Sinclair, Sir William J.: Semmelweis. His Life and his Doctrine (Manchester, 1909)
VIII. Forerunners and Contemporaries
GERMANY 323 In a country where the ablest men in the capital could obtain no opportunities of prolonged and exact clinical observation of the individual case, and the provincial practitioners had no independent midwifery practice at all, it was hardly to be expected that any progress would be made towards solving the supremely difficult problem of the etiology of puerperal fever. Dubois at the time of the revolution of 1848 had no more real knowledge of the subject than had Ambrose Páré in the time of Henry II. Germany. In Germany the state of midwifery teaching and practice in the 18th century was even worse than it had been in France. Men were not permitted to attend women in labour. Was not an enterprising doctor burnt at the stake in Hamburg in the century before for attending in disguise a case of labour ? There was no instruction for midwives except by oral tradition from old women to young—old wives’ fables. Owing largely to the paralysing effects of the Thirty Years War, Germany did not participate in the progress made in France. Medical men were still excluded from obstetric practice, except when requested by midwives in extreme emergencies, and hence it arose that the surgeon was associated in the popular mind only with obstetric atrocities and cruelties.
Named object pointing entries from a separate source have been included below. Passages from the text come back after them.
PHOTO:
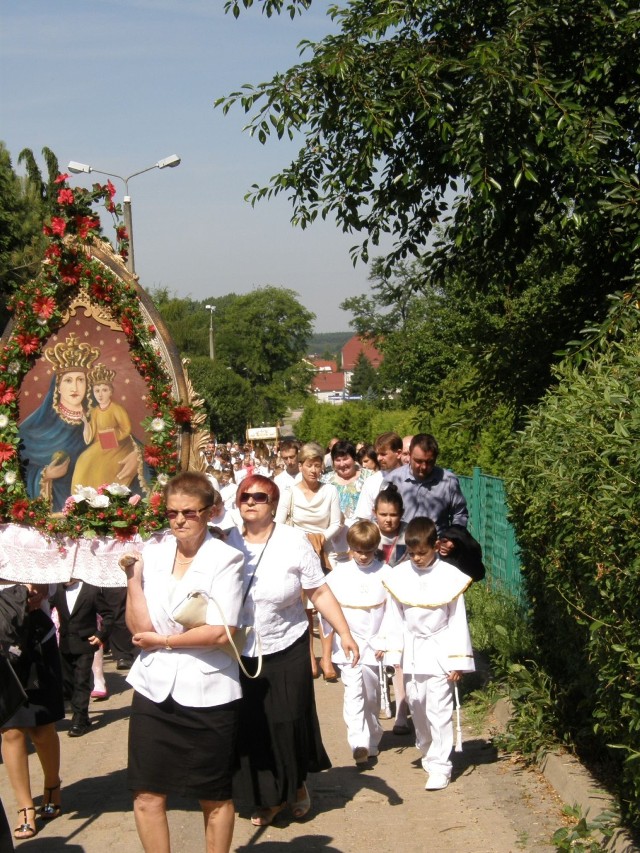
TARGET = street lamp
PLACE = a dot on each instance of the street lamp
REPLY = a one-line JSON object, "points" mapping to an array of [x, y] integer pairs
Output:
{"points": [[171, 161], [211, 309]]}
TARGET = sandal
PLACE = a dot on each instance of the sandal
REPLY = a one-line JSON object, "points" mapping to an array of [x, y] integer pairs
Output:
{"points": [[263, 817], [300, 808], [49, 810], [26, 829]]}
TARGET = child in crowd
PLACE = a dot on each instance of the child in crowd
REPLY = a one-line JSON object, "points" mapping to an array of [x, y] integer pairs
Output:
{"points": [[427, 609], [78, 605], [358, 587], [388, 510]]}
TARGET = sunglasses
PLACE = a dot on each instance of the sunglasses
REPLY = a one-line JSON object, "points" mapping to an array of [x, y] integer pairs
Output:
{"points": [[257, 497], [187, 514]]}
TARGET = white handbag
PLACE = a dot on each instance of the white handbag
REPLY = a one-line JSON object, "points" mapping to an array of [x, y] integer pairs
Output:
{"points": [[192, 613]]}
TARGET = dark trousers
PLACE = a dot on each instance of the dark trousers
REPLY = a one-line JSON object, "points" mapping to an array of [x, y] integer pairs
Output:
{"points": [[77, 680], [120, 637]]}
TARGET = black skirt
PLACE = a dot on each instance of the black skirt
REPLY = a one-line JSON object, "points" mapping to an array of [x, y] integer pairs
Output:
{"points": [[39, 670], [279, 741], [174, 749]]}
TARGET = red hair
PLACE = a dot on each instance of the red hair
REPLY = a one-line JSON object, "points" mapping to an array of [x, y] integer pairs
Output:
{"points": [[265, 485]]}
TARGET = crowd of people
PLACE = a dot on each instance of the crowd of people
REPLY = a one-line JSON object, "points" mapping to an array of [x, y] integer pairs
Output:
{"points": [[369, 539]]}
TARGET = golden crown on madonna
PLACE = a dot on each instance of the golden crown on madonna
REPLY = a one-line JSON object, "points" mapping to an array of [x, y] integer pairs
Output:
{"points": [[101, 375], [71, 355]]}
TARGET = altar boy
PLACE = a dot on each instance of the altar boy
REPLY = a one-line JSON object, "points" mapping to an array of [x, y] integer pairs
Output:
{"points": [[427, 606], [357, 584]]}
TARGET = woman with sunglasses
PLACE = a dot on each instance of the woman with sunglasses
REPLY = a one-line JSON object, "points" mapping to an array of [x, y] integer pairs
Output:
{"points": [[279, 741], [184, 714]]}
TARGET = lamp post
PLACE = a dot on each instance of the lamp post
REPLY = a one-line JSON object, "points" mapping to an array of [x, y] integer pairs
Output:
{"points": [[170, 161], [212, 352]]}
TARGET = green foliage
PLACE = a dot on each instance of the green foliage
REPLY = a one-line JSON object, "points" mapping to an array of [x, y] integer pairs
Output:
{"points": [[21, 240], [364, 379], [499, 626], [230, 403], [470, 431], [355, 421], [259, 341], [575, 499], [327, 343], [534, 728], [524, 112], [588, 835]]}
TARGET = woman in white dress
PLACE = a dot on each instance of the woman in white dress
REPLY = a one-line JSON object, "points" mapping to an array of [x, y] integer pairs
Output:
{"points": [[314, 507]]}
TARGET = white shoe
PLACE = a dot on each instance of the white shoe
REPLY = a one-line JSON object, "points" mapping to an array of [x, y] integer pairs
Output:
{"points": [[436, 782], [361, 755]]}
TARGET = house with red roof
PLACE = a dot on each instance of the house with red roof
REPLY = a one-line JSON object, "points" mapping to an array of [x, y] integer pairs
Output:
{"points": [[330, 385]]}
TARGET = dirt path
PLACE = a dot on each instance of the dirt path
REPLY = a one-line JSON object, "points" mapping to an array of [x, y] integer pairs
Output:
{"points": [[492, 806]]}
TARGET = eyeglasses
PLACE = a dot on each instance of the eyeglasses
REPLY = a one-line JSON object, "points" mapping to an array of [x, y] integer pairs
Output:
{"points": [[257, 497], [187, 514]]}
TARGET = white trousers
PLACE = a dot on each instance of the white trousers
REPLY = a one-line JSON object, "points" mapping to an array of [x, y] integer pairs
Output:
{"points": [[361, 706], [430, 699]]}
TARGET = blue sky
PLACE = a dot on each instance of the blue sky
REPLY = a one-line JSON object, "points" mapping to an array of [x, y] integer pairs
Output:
{"points": [[121, 84]]}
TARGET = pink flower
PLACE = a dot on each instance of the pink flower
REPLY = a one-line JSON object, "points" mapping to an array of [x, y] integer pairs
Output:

So there was added to the excluding influence of alleged modesty, popular fear and aversion. Medical men gradually began to give instruction to midwives, but the teaching was purely theoretical and had to be conveyed by the simple reading of manuals, and this custom held its sway till well into the 19th eentury. It will be remembered that one of the counts against Boer of Vienna was that he refused to be tied down to the reading of an official manual to his students. He must assert the right to draw upon his own knowledge. There was no lying-in hospital anywhere in the country; the French, on the other hand, had the maternity portion of the Hotel Dieu since 1664.